When Brittany Rauscher graduated from St. Joseph’s College in 2006 with an accounting degree she embarked upon a journey that would take her to the land of her birth, and far beyond, over the following six years.
Rauscher, who was born in South Korea, hasn’t always had an easy road. She was adopted in what she later learned was a black market adoption. The adoption did not work out, and what followed was a series of 18 placements until she landed at Good Will-Hinckley, a group home in Maine, in 1997. There, she formed connections that are still important to her today. “The group of people I was able to build relationships with are the people that I consider my family,” Rauscher said.

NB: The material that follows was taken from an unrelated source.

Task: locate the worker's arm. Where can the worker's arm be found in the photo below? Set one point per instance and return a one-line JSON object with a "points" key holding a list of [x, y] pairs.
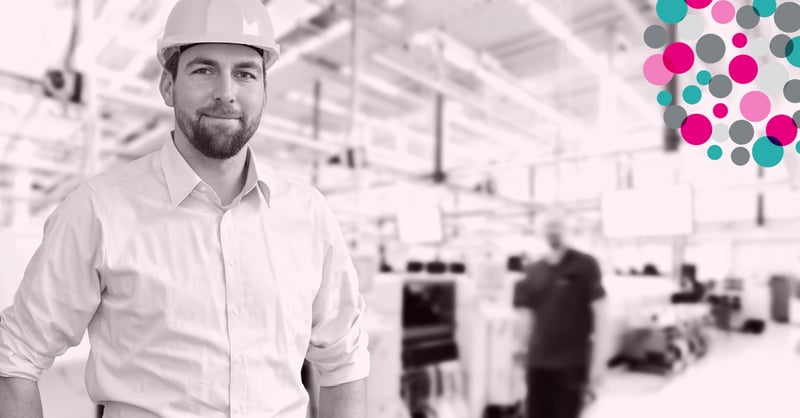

Brittany first connected with her biological family in high school, but lost contact by her senior year. While at St. Joseph’s, realizing that she felt a need to know where she came from and who her family was, she once again reached out. The organization that had previously found her birth family succeeded once again. After her graduation from St. Joseph’s, staff and alumni of Good Will-Hinckley sponsored a 3-week trip to Korea so that Raucher could meet her birth family.
She returned to Korea in November of 2006 to teach in the city where her birth family lived. While she visited her family about once a month initially, these visits dwindled off for a variety of reasons, but she remained in Korea teaching for more than five years. “Being in Korea, and being exposed to so many people from so many countries is where my passion to travel came from,” she said.
While in Korea she was exploring opportunities to volunteer in Africa when a friend invited her to join him on a 43-week trip camping through Africa, visiting 30 countries. This travel experience opened her eyes in terms of politics, culture, people and the world. “I think it’s important to be educated on the world,” Rauscher said. One of the highlights of her trip, she said, was in Guinea, where her group camped on a soccer field. The next day, the children skipped school to play a game of soccer against the visiting adults. The whole village turned out to watch, the children played barefoot, “and they beat us!” she said.
In the midst of her travels, she learned about an opportunity with a company called Soft Power Education. Not knowing if another chance would arise to take a year – or even two months – off, she cut her trip short to volunteer in a small village in Uganda, where she worked with children who had special educational needs, assisting the teacher in teaching sustainable life skills and promoting inclusion.
In Uganda, Rauscher lived in a village with a local family. She ate meals with the family, and had the opportunity to really see how another culture lived. “When people think of Africa, they think of four things,” she said. “War, disease, poverty, and then that equates to death, right? But there’s so much more to Africa than that.”
Rauscher said her desire to help others is derived from the help that she received, and her experience in Uganda only increased that desire. A Windham resident, Rauscher works for Creative Work Systems in Portland. Her future goals include returning to school to obtain a Master’s degree in Social Services, and working her way up in an organization that will allow her to provide services to children.